Date: Monday, 09 August 2021
Danakali Ltd (ASX:DNK, LSE:DNK, OTC:SBMSF) directors have demonstrated their faith in the company’s sulphate of potash strategy through placement participation, as approved by shareholders at the annual general meeting held on July 30.
On May 12 the company received A$20.3 million, before costs from institutional and sophisticated investors as well as senior Danakali executives to support the early works program at the Colluli Potash Project in Eritrea.
Executive chairman Seamus Cornelius acquired 1 million shares for A$430,000, increasing his interest in a direct holding to 9.5 million shares. He also holds a further 600,000 and 4,308,037 shares in two indirect interests.
Non-executive director Neil Gregson acquired 80,000 shares in a direct interest for A$34,400, marking his first share purchase.

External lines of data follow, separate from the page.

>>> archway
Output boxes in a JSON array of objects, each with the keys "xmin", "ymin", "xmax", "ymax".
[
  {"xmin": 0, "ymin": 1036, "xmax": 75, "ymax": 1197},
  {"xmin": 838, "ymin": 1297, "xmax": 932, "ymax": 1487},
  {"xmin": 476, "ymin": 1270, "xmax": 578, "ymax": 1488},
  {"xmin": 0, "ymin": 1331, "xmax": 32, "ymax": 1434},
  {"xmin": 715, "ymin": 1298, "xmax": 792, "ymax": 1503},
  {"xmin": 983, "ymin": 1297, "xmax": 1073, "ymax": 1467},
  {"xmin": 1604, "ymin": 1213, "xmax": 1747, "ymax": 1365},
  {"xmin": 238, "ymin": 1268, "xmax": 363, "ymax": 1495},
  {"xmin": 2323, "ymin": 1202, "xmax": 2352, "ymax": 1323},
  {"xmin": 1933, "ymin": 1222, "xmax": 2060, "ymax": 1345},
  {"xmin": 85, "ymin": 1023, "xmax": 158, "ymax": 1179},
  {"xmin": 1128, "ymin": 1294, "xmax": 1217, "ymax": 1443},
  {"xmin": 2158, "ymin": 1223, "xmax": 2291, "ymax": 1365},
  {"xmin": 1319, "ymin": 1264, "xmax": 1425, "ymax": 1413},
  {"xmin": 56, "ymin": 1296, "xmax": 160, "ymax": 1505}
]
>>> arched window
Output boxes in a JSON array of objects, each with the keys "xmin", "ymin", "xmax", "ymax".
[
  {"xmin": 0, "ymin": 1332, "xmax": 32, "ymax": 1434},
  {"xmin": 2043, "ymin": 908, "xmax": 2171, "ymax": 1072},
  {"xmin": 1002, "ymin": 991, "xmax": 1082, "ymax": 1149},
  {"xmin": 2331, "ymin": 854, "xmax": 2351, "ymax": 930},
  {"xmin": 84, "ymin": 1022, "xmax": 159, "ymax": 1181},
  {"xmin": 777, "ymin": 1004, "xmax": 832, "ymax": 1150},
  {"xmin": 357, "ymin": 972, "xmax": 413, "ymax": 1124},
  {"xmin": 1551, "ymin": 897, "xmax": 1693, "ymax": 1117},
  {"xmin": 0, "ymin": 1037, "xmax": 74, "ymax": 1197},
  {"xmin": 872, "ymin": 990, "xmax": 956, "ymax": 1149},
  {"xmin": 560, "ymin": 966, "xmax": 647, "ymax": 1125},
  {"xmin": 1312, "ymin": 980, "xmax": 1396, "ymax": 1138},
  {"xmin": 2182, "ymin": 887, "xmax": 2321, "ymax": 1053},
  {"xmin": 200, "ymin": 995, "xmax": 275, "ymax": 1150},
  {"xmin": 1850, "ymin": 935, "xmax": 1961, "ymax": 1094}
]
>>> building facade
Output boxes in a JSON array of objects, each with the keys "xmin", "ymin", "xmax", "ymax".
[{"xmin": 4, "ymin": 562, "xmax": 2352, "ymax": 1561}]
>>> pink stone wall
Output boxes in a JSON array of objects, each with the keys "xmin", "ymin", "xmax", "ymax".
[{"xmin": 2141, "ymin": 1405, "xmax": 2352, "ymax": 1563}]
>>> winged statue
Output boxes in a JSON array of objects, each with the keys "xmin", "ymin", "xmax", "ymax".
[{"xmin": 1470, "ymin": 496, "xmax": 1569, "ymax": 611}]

Recent test-work at Colluli has confirmed production rates and outlines a path to lower operating and capital costs.
Colluli Mining Share Company (CMSC), a joint venture vehicle with ownership split between Danakali and the Eritrean National Mining Corporation (ENAMCO), conducted the extensive test program over a six-month timeframe.
Promisingly, analysis has revealed the project’s sulphate of potash (SOP) production rates align with a previous front-end engineering and design study.
The test-work program proves Danakali can produce SOP using only filtered seawater, lowering the opex and capex costs tied to the compound’s production.
Colluli hosts the world’s largest JORC-compliant solid salt and sulphate of potash reserve, weighing in at 1.1 billion tonnes.